– Mãe, este fim-de-semana não como em casa pois vou com a turma ao Festival de Vilar de Mouros e só volto lá p´ra Segunda, à noite.

– E quem vos leva e traz? – Quis saber a progenitora, um tanto preocupada pois queria-o em casa a horas de não faltar à explicação de Matemática.

– Olha, vamos no jeep do pai de um colega nosso, pois o Luís já tirou a carta. Aquilo toca uns Euros a cada um, de modo que levamos uns sacos-cama e a malta desenrasca-se.

– Filho – atacou o pai – vê lá que não façais desacatos nem andeis na droga, que é o que se vê tanto por aí!…

– Descansa, o meu grupo não alinha nessa. Bastam umas Cocas Colas e uns frios e o resto a gente topa lá.

A Ismael, para além dos estudos, não lhe sobrava muito mais tempo pois metera-se ainda no futebol, no coro da igreja e num conjunto rockeiro e aquele festival era mais uma ocasião para ouvir o último grito pop, techno, rap e reggae, linguagem que dominava de trás para a frente, para não falar dos êxitos dos actuais desde a “avó” Tina Turner, aos David Bowie, Michael Jackson, Madona e outros mais de nomes esquisitos.

– Pai, conheceste os Pink Floyd?

– Claro! Ou pensas que no meu tempo não havia discos? Eles e os Queen continuam a ser ainda do melhor que há. Um dos seus êxitos, em 73, The Dark Side of The Moon, foi um sucesso na altura. Quem esqueceu o seu guitarrista David Gilmour, o baterista Nick Mason, o teclista Richard Wrigt ou o baixista da banda Roger Waters?

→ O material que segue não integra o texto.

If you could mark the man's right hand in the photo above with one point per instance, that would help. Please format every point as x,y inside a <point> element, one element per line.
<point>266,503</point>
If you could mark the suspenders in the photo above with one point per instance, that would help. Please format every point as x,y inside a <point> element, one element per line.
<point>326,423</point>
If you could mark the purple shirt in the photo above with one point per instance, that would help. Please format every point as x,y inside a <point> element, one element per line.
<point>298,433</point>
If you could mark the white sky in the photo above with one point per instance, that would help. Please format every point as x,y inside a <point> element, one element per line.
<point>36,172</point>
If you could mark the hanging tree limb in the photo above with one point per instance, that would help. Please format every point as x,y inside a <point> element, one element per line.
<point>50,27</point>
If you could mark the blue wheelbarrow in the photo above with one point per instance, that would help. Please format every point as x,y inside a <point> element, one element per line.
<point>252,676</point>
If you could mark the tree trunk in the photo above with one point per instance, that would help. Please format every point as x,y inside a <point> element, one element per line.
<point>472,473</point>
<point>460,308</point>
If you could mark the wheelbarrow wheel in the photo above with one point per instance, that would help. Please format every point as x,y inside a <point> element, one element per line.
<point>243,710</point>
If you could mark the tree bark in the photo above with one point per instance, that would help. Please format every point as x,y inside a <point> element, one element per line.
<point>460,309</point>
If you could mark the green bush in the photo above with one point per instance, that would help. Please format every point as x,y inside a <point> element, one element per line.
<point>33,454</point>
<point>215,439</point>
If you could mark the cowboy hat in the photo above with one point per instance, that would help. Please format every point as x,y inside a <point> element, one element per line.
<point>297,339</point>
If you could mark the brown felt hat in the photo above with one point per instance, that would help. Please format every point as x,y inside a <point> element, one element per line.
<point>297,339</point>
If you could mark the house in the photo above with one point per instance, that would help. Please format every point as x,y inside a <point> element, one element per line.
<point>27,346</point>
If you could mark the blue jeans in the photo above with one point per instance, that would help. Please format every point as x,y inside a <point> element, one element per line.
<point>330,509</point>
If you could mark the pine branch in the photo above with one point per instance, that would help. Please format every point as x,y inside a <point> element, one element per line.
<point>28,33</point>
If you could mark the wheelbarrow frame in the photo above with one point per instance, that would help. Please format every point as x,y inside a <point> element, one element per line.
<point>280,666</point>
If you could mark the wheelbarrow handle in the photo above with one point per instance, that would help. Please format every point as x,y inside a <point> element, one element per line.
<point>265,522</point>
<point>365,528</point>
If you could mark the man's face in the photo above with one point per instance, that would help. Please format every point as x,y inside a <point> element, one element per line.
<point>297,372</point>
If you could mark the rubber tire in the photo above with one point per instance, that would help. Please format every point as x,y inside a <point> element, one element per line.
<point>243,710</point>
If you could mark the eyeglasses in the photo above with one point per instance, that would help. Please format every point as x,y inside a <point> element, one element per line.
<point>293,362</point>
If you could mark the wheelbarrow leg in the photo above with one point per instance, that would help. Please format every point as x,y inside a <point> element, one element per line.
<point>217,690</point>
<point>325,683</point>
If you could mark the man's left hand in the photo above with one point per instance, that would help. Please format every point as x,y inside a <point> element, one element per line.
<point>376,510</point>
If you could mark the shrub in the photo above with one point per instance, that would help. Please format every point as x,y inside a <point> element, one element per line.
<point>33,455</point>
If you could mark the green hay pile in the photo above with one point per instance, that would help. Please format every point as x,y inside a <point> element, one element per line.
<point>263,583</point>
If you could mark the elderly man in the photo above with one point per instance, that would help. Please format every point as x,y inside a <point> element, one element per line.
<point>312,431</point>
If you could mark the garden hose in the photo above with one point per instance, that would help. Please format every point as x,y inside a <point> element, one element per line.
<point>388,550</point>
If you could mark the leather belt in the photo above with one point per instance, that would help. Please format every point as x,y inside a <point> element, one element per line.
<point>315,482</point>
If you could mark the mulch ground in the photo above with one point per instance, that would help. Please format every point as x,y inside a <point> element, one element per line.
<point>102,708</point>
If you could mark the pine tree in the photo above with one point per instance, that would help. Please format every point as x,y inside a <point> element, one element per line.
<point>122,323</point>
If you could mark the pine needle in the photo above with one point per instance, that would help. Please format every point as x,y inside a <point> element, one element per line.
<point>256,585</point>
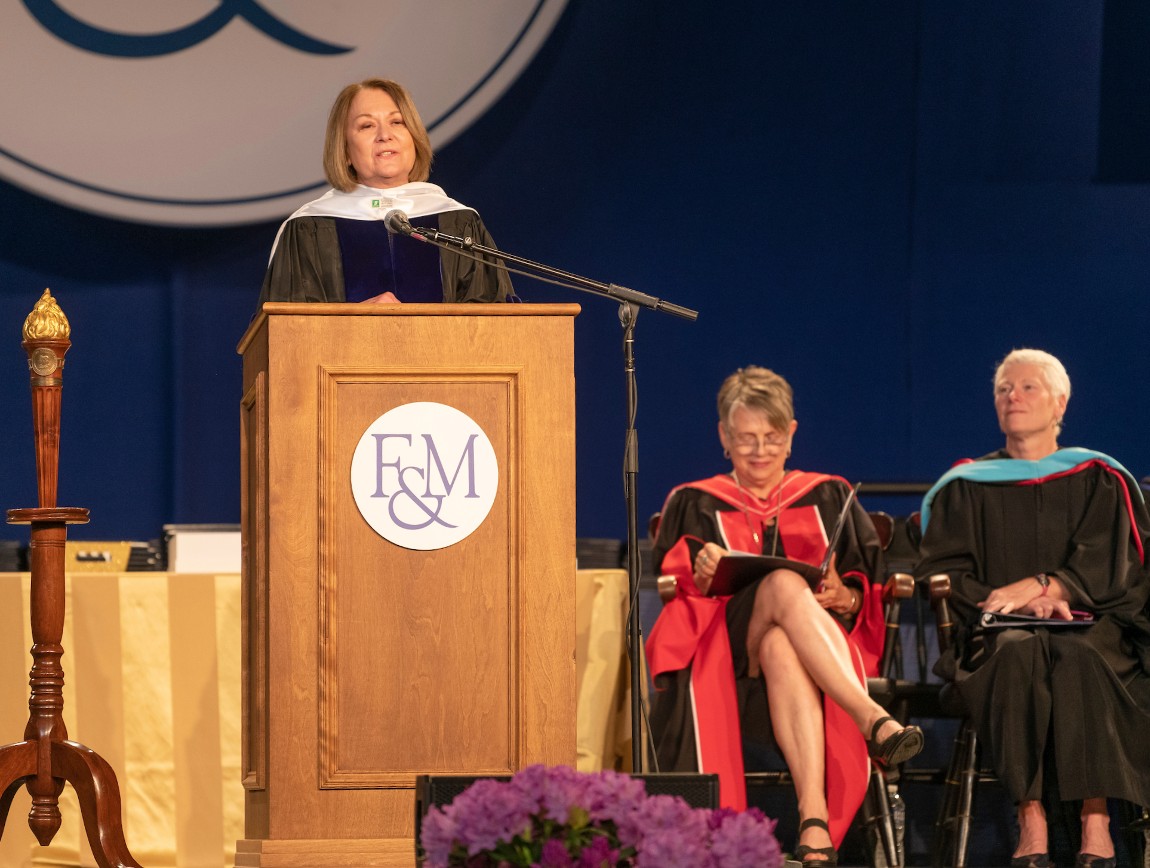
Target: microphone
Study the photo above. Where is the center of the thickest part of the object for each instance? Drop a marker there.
(398, 223)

– Puxa, ainda os recordas?!… São mesmo beras, os tipos. Então essa música é mesmo bestial. O baterista do meu grupo passou no leitor CD e estamos tentados a tocá-la. Por falar nisso, tens músicas que se vejam nos teus antigos discos de vinil?

Alex levou o filho ao seu cantinho discográfico, feito quase museu e que ocupava parte significativa do móvel da sala de estar, atulhado de CD.s, DVD.s e respectivas aparelhagens de apoio e que já não tinha mais espaço para pôr fosse o que quer que fosse, para além da livrarada, o mais variada possível, que pedia licença para continuar a ocupar o seu espaço exíguo, à espera da largueza suficiente de se mostrar, por reforma de qualquer excedente ou desactualização dos seus comparsas daquele mostruário. Encontrado o azimute dos vinis, cada bufarada de pó fez surpreender o garoto, sobretudo os discos de 78 rotações, provocando-lhe um espanto inusitado.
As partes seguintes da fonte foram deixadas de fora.